Original Investigation
October 23, 2023
Homelessness and Incidence and Causes of Sudden Death: Data From the POST SCD Study
Leila Haghighat, Satvik Ramakrishna, James W. Salazar, et al
JAMA Intern Med. 2023;183(12):1306-1314. doi:10.1001/jamainternmed.2023.5475
Question How is housing status associated with rates and causes of sudden death by autopsy in San Francisco County?
Findings In this 8-year cohort study of 868 adult sudden deaths presumed cardiac by World Health Organization criteria (including 151 unhoused individuals [17%]), the sudden mortality rate was 16-fold higher in unhoused vs housed individuals. Noncardiac causes including occult overdose were more common, yet after excluding noncardiac causes, the arrhythmic death rate remained over 7-fold higher in the unhoused population.
Meaning Homelessness is associated with significantly greater risk of sudden death from both noncardiac causes and arrhythmic causes potentially preventable with a defibrillator.
Abstract
Importance Over 580 000 people in the US experience homelessness, with one of the largest concentrations residing in San Francisco, California. Unhoused individuals have a life expectancy of approximately 50 years, yet how sudden death contributes to this early mortality is unknown.
Objective To compare incidence and causes of sudden death by autopsy among housed and unhoused individuals in San Francisco County.
Design, Setting, and Participants This cohort study used data from the Postmortem Systematic Investigation of Sudden Cardiac Death (POST SCD) study, a prospective cohort of consecutive out-of-hospital cardiac arrest deaths countywide among individuals aged 18 to 90 years. Cases meeting World Health Organization criteria for presumed SCD underwent autopsy, toxicologic analysis, and medical record review. For rate calculations, all 525 incident SCDs in the initial cohort were used (February 1, 2011, to March 1, 2014). For analysis of causes, 343 SCDs (incident cases approximately every third day) were added from the extended cohort (March 1, 2014, to December 16, 2018). Data analysis was performed from July 1, 2022, to July 1, 2023.

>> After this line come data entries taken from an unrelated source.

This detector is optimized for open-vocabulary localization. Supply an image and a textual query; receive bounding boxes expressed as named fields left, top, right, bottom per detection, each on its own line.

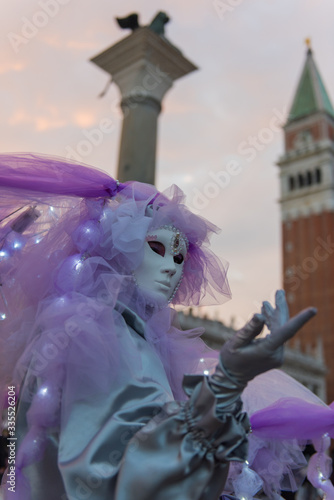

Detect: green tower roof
left=288, top=48, right=334, bottom=123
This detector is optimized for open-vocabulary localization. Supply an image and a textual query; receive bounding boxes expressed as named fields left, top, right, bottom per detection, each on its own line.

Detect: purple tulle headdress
left=0, top=154, right=334, bottom=500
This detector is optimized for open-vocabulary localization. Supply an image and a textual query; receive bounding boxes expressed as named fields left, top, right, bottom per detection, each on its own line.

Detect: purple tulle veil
left=0, top=154, right=334, bottom=500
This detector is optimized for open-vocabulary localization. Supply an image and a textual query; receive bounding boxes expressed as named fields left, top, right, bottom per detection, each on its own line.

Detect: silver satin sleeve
left=11, top=310, right=249, bottom=500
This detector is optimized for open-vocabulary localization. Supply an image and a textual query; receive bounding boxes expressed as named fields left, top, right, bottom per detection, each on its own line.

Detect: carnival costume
left=0, top=155, right=334, bottom=500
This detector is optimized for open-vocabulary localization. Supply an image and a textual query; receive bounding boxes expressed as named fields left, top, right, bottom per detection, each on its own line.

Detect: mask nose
left=161, top=259, right=176, bottom=278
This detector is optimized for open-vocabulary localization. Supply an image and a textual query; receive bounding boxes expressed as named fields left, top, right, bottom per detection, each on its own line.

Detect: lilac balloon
left=55, top=254, right=91, bottom=293
left=72, top=220, right=102, bottom=253
left=16, top=426, right=47, bottom=469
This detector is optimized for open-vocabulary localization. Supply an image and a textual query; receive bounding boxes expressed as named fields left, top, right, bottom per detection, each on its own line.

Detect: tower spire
left=288, top=44, right=334, bottom=123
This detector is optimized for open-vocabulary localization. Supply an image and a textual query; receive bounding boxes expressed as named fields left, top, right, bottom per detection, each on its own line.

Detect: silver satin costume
left=15, top=309, right=249, bottom=500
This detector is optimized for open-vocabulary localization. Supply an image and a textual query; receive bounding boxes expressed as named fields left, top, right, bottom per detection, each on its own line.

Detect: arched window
left=289, top=176, right=296, bottom=191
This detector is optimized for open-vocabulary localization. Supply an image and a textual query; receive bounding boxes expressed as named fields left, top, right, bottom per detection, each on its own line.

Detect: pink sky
left=0, top=0, right=334, bottom=326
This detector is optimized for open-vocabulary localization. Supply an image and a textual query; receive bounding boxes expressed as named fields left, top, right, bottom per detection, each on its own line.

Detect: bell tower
left=278, top=40, right=334, bottom=403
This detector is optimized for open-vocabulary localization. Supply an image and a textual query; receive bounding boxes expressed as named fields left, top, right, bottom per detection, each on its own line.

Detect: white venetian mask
left=133, top=226, right=187, bottom=303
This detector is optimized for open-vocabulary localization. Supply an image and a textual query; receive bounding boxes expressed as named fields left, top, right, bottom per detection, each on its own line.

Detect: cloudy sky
left=0, top=0, right=334, bottom=326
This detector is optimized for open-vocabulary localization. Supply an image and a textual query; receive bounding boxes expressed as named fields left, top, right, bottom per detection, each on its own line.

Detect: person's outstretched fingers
left=267, top=307, right=317, bottom=349
left=234, top=314, right=265, bottom=349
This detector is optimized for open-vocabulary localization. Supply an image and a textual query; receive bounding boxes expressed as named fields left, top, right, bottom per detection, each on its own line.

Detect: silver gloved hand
left=209, top=290, right=317, bottom=402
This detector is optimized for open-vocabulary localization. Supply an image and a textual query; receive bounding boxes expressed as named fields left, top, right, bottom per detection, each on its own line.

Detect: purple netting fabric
left=0, top=155, right=333, bottom=498
left=229, top=370, right=334, bottom=499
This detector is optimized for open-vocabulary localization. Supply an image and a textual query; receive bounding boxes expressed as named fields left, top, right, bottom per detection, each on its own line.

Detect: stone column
left=92, top=27, right=197, bottom=184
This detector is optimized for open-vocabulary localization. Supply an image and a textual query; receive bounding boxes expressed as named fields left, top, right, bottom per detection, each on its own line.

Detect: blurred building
left=278, top=46, right=334, bottom=402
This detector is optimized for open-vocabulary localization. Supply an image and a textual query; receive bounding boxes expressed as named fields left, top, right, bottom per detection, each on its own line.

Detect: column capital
left=91, top=26, right=197, bottom=102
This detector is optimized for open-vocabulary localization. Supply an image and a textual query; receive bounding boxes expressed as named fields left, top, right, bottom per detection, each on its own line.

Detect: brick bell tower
left=278, top=40, right=334, bottom=403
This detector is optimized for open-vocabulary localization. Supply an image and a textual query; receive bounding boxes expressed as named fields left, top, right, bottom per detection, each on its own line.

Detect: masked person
left=0, top=155, right=332, bottom=500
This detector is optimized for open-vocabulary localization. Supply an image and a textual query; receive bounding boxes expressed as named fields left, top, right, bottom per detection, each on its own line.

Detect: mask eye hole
left=174, top=253, right=184, bottom=264
left=147, top=241, right=166, bottom=257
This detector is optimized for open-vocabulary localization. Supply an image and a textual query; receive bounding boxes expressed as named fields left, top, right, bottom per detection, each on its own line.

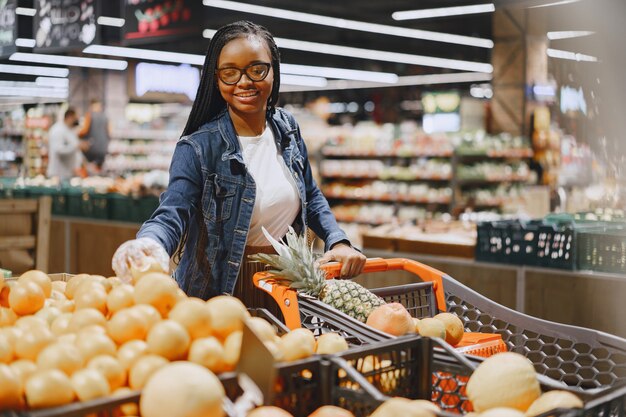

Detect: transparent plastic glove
left=111, top=237, right=170, bottom=283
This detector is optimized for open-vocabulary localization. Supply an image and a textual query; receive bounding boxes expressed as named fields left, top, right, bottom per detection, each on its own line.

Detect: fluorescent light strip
left=203, top=29, right=493, bottom=73
left=83, top=45, right=398, bottom=83
left=548, top=30, right=595, bottom=41
left=83, top=45, right=204, bottom=66
left=280, top=72, right=493, bottom=93
left=96, top=16, right=126, bottom=28
left=391, top=3, right=496, bottom=20
left=280, top=74, right=328, bottom=87
left=9, top=52, right=128, bottom=71
left=0, top=64, right=70, bottom=77
left=15, top=38, right=36, bottom=48
left=529, top=0, right=580, bottom=9
left=35, top=77, right=70, bottom=88
left=15, top=7, right=37, bottom=16
left=203, top=0, right=493, bottom=48
left=280, top=63, right=398, bottom=84
left=546, top=48, right=598, bottom=62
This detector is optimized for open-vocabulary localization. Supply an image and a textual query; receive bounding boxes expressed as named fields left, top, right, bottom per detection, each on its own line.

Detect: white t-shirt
left=238, top=126, right=301, bottom=246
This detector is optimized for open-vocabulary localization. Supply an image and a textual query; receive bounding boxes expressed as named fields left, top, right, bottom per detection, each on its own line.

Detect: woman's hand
left=317, top=243, right=367, bottom=278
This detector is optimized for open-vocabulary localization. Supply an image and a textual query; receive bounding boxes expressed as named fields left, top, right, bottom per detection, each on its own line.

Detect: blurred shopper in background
left=47, top=108, right=89, bottom=180
left=78, top=99, right=111, bottom=172
left=113, top=21, right=366, bottom=306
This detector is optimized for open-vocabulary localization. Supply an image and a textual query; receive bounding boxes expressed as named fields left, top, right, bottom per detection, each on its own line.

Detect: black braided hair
left=183, top=20, right=280, bottom=135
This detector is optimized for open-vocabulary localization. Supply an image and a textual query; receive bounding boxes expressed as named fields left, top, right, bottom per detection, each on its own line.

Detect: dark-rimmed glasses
left=215, top=62, right=272, bottom=85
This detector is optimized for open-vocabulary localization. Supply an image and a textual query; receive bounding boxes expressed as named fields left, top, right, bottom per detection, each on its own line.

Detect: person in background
left=112, top=21, right=366, bottom=307
left=78, top=99, right=111, bottom=171
left=46, top=108, right=89, bottom=180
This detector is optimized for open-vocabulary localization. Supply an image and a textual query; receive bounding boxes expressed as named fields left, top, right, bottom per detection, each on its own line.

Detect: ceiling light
left=546, top=48, right=598, bottom=62
left=280, top=74, right=328, bottom=87
left=96, top=16, right=126, bottom=28
left=203, top=29, right=493, bottom=73
left=9, top=52, right=128, bottom=71
left=83, top=45, right=204, bottom=65
left=15, top=7, right=37, bottom=16
left=15, top=38, right=35, bottom=48
left=391, top=3, right=496, bottom=20
left=203, top=0, right=493, bottom=48
left=35, top=77, right=70, bottom=88
left=280, top=63, right=398, bottom=84
left=281, top=72, right=492, bottom=93
left=529, top=0, right=580, bottom=9
left=83, top=44, right=398, bottom=83
left=548, top=30, right=595, bottom=41
left=0, top=64, right=70, bottom=77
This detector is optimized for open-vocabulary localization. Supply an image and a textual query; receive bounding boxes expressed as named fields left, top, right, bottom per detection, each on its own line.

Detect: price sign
left=0, top=0, right=17, bottom=58
left=33, top=0, right=99, bottom=50
left=124, top=0, right=204, bottom=44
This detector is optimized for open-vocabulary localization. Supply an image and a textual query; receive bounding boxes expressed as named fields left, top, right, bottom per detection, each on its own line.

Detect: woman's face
left=216, top=36, right=274, bottom=117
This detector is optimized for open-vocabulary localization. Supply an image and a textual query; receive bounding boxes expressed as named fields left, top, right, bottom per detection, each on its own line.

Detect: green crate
left=577, top=225, right=626, bottom=274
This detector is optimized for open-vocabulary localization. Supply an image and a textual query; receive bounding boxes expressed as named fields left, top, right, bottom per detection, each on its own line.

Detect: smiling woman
left=113, top=21, right=365, bottom=307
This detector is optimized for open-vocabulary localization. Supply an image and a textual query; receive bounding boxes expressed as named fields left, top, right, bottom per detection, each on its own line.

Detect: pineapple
left=250, top=227, right=385, bottom=323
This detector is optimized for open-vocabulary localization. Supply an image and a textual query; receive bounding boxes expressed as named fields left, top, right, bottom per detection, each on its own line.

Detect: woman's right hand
left=111, top=237, right=170, bottom=282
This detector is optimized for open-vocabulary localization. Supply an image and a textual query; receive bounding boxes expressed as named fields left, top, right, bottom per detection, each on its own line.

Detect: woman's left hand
left=317, top=243, right=367, bottom=278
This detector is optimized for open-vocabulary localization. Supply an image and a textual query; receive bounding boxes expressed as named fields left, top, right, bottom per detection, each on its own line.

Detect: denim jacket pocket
left=202, top=174, right=239, bottom=223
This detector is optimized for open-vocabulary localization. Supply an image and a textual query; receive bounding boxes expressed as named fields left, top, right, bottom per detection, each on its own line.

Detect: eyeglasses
left=215, top=62, right=272, bottom=85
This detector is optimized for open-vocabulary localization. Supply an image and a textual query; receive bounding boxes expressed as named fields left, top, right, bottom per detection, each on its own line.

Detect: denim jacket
left=137, top=108, right=347, bottom=299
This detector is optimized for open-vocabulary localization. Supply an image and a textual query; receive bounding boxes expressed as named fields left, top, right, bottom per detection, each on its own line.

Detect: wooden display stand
left=0, top=197, right=52, bottom=275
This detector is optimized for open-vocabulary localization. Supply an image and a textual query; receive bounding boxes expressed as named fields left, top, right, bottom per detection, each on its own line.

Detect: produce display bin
left=253, top=259, right=626, bottom=390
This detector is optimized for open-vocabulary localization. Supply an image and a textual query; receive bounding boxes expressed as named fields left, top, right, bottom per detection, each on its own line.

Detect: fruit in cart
left=250, top=227, right=385, bottom=323
left=139, top=362, right=225, bottom=417
left=370, top=397, right=435, bottom=417
left=526, top=390, right=584, bottom=417
left=24, top=369, right=75, bottom=408
left=146, top=320, right=191, bottom=361
left=466, top=352, right=541, bottom=412
left=87, top=355, right=126, bottom=391
left=9, top=281, right=46, bottom=316
left=17, top=269, right=52, bottom=297
left=168, top=298, right=213, bottom=340
left=37, top=342, right=84, bottom=376
left=187, top=336, right=225, bottom=373
left=365, top=303, right=415, bottom=336
left=433, top=313, right=465, bottom=346
left=133, top=272, right=178, bottom=318
left=315, top=333, right=348, bottom=355
left=246, top=405, right=293, bottom=417
left=309, top=405, right=354, bottom=417
left=206, top=295, right=250, bottom=340
left=478, top=407, right=525, bottom=417
left=278, top=328, right=315, bottom=362
left=417, top=317, right=446, bottom=339
left=0, top=364, right=24, bottom=411
left=128, top=354, right=169, bottom=390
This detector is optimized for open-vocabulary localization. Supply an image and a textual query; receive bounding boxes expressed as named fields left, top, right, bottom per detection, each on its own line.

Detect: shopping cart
left=253, top=258, right=626, bottom=390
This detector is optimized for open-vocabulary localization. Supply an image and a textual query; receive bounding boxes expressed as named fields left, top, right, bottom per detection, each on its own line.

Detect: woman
left=113, top=21, right=365, bottom=303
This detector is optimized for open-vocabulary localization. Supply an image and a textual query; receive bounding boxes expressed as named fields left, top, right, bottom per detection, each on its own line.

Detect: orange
left=107, top=308, right=148, bottom=345
left=87, top=355, right=126, bottom=391
left=24, top=369, right=74, bottom=408
left=0, top=364, right=24, bottom=411
left=169, top=298, right=213, bottom=339
left=134, top=272, right=178, bottom=317
left=37, top=342, right=84, bottom=376
left=128, top=355, right=169, bottom=390
left=146, top=320, right=191, bottom=361
left=17, top=269, right=52, bottom=297
left=9, top=281, right=46, bottom=316
left=107, top=284, right=135, bottom=314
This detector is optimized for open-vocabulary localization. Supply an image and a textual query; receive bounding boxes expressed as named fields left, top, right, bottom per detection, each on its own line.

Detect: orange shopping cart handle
left=321, top=258, right=447, bottom=311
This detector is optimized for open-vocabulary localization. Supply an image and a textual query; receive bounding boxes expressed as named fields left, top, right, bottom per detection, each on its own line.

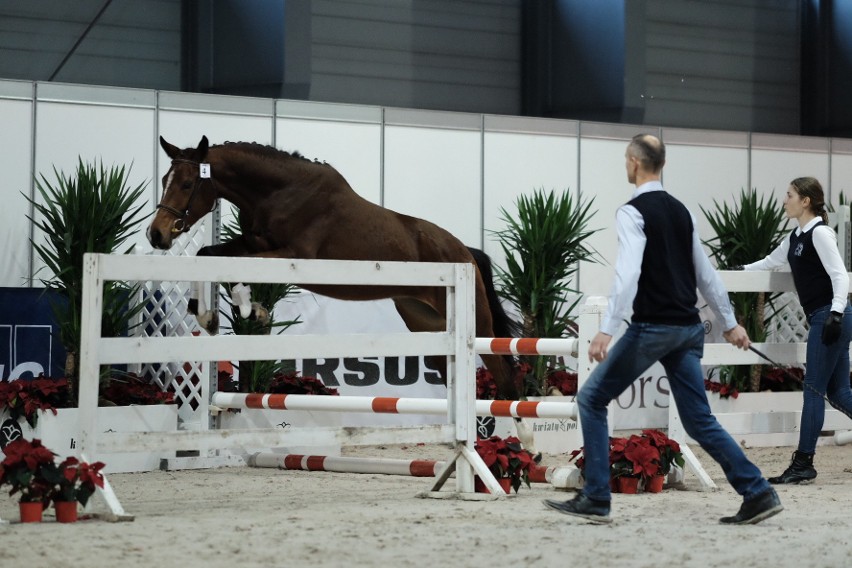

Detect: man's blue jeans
left=798, top=305, right=852, bottom=454
left=577, top=323, right=770, bottom=501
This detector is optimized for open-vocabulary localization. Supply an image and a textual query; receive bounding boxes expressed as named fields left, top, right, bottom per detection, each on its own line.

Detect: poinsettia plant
left=0, top=375, right=71, bottom=428
left=474, top=436, right=535, bottom=493
left=0, top=373, right=175, bottom=428
left=568, top=429, right=685, bottom=479
left=642, top=430, right=686, bottom=475
left=49, top=456, right=104, bottom=507
left=0, top=438, right=57, bottom=509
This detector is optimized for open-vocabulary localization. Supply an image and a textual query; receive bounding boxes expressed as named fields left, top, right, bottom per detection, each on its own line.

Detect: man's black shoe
left=543, top=493, right=612, bottom=524
left=719, top=489, right=784, bottom=525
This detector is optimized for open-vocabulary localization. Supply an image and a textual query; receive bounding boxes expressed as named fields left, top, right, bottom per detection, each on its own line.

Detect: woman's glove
left=822, top=312, right=843, bottom=345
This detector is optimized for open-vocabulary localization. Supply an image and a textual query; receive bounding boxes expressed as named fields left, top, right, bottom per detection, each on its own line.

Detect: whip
left=748, top=345, right=852, bottom=418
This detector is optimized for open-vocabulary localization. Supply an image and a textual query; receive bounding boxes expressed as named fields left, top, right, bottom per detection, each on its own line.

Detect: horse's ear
left=160, top=136, right=180, bottom=160
left=195, top=136, right=210, bottom=162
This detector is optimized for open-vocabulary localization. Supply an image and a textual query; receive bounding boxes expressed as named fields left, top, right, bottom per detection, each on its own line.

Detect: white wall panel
left=0, top=83, right=33, bottom=288
left=823, top=140, right=852, bottom=205
left=385, top=120, right=482, bottom=248
left=482, top=117, right=579, bottom=264
left=35, top=84, right=156, bottom=278
left=663, top=129, right=749, bottom=247
left=751, top=134, right=829, bottom=207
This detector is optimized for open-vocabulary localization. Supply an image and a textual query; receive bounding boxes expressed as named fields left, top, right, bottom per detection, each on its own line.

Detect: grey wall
left=0, top=0, right=852, bottom=137
left=0, top=0, right=181, bottom=90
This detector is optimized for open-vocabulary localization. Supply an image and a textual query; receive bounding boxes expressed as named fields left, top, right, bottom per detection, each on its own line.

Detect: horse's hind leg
left=187, top=282, right=219, bottom=335
left=231, top=282, right=269, bottom=326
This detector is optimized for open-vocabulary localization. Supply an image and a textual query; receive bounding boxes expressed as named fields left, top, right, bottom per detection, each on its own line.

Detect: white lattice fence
left=135, top=216, right=218, bottom=430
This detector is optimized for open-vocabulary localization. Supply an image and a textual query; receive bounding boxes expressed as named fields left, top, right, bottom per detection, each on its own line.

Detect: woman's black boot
left=769, top=450, right=816, bottom=485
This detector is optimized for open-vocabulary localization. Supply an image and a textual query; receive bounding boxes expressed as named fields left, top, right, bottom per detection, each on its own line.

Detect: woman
left=742, top=177, right=852, bottom=484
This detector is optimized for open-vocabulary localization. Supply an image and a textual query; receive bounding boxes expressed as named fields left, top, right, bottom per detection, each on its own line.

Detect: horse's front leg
left=187, top=239, right=250, bottom=335
left=226, top=282, right=269, bottom=325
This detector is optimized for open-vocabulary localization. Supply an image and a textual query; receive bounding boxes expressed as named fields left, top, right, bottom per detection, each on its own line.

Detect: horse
left=147, top=136, right=533, bottom=450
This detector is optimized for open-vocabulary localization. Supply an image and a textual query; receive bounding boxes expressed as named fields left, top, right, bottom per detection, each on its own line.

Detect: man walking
left=544, top=134, right=784, bottom=524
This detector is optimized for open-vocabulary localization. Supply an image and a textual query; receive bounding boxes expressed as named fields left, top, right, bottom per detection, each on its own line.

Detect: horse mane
left=213, top=141, right=331, bottom=167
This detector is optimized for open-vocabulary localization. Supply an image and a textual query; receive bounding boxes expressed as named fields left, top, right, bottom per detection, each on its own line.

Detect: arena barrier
left=248, top=452, right=580, bottom=489
left=78, top=254, right=502, bottom=518
left=210, top=392, right=577, bottom=420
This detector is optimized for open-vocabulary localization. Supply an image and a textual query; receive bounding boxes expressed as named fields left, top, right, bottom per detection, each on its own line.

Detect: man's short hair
left=628, top=134, right=666, bottom=173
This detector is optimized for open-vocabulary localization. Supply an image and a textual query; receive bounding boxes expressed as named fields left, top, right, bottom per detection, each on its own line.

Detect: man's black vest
left=787, top=221, right=834, bottom=315
left=628, top=191, right=701, bottom=325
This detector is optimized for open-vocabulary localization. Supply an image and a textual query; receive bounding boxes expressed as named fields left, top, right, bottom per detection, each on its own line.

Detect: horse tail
left=467, top=247, right=521, bottom=337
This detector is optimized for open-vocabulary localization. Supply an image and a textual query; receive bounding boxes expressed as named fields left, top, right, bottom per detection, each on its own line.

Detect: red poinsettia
left=0, top=438, right=57, bottom=508
left=474, top=436, right=535, bottom=493
left=0, top=375, right=70, bottom=428
left=50, top=457, right=104, bottom=507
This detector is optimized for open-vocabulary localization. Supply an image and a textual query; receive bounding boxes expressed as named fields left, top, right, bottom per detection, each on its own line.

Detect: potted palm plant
left=494, top=189, right=597, bottom=396
left=25, top=158, right=147, bottom=402
left=0, top=438, right=57, bottom=522
left=701, top=189, right=788, bottom=392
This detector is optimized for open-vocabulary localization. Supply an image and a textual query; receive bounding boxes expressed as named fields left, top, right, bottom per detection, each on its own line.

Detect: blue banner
left=0, top=288, right=65, bottom=380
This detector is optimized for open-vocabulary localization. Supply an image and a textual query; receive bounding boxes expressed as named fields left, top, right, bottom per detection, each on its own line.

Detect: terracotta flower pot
left=18, top=501, right=43, bottom=523
left=618, top=476, right=639, bottom=494
left=645, top=475, right=666, bottom=493
left=609, top=477, right=621, bottom=493
left=53, top=501, right=77, bottom=523
left=473, top=475, right=512, bottom=495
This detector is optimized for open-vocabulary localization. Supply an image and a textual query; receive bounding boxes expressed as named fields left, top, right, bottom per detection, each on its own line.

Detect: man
left=544, top=134, right=783, bottom=524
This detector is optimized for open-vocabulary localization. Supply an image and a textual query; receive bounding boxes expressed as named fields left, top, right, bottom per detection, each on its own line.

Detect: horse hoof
left=249, top=302, right=269, bottom=326
left=197, top=312, right=219, bottom=335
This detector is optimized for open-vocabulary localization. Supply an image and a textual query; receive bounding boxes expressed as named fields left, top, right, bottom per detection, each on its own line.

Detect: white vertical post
left=77, top=254, right=104, bottom=459
left=576, top=296, right=612, bottom=439
left=447, top=264, right=476, bottom=493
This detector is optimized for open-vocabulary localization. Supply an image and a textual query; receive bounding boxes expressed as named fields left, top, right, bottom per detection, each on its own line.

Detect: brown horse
left=148, top=136, right=531, bottom=447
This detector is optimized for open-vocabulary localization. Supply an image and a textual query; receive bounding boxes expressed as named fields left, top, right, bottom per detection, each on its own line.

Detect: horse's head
left=148, top=136, right=216, bottom=250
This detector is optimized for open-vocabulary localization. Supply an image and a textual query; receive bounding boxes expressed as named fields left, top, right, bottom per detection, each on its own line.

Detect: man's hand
left=722, top=325, right=751, bottom=350
left=822, top=312, right=843, bottom=345
left=589, top=331, right=612, bottom=363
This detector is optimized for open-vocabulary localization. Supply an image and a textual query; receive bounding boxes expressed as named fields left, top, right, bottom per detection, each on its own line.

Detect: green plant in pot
left=221, top=206, right=300, bottom=392
left=701, top=189, right=788, bottom=392
left=493, top=188, right=597, bottom=396
left=25, top=159, right=147, bottom=404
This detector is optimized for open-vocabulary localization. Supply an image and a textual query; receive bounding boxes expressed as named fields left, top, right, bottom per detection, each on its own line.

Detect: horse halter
left=157, top=158, right=217, bottom=235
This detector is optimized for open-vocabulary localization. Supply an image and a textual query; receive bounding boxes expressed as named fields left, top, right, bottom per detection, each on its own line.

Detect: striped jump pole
left=473, top=337, right=580, bottom=357
left=210, top=392, right=577, bottom=420
left=248, top=452, right=580, bottom=489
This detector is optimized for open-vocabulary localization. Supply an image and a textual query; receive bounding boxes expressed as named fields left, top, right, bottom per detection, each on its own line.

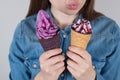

Main Outcomes and Measures The main outcomes were incidence and causes of presumed SCD by housing status. Causes of sudden death were adjudicated as arrhythmic (potentially rescuable with implantable cardioverter-defibrillator), cardiac nonarrhythmic (eg, tamponade), or noncardiac (eg, overdose).
Results A total of 868 presumed SCDs over 8 years were identified: 151 unhoused individuals (17.4%) and 717 housed individuals (82.6%). Unhoused individuals compared with housed individuals were younger (mean [SD] age, 56.7 [0.8] vs 61.0 [0.5] years, respectively) and more often male (132 [87.4%] vs 499 [69.6%]), with statistically significant racial differences. Paramedic response times were similar (mean [SD] time to arrival, unhoused individuals: 5.6 [0.4] minutes; housed individuals: 5.6 [0.2] minutes; P = .99), while proportion of witnessed sudden deaths was lower among unhoused individuals compared with housed individuals (27 [18.0%] vs 184 [25.7%], respectively, P = .04). Unhoused individuals had higher rates of sudden death (incidence rate ratio [IRR], 16.2; 95% CI, 5.1-51.2; P < .001) and arrhythmic death (IRR, 7.2; 95% CI, 1.3-40.1; P = .02). These associations remained statistically significant after adjustment for differences in age and sex. Noncardiac causes (96 [63.6%] vs 270 [37.7%], P < .001), including occult overdose (48 [31.8%] vs 90 [12.6%], P < .001), gastrointestinal causes (8 [5.3%] vs 15 [2.1%], P = .03), and infection (11 [7.3%] vs 20 [2.8%], P = .01), were more common among sudden deaths in unhoused individuals. A lower proportion of sudden deaths in unhoused individuals were due to arrhythmic causes (48 of 151 [31.8%] vs 420 of 717 [58.6%], P < .001), including acute and chronic coronary disease.





Conclusions and Relevance In this cohort study among individuals who experienced sudden death in San Francisco County, homelessness was associated with greater risk of sudden death from both noncardiac causes and arrhythmic causes potentially preventable with a defibrillator.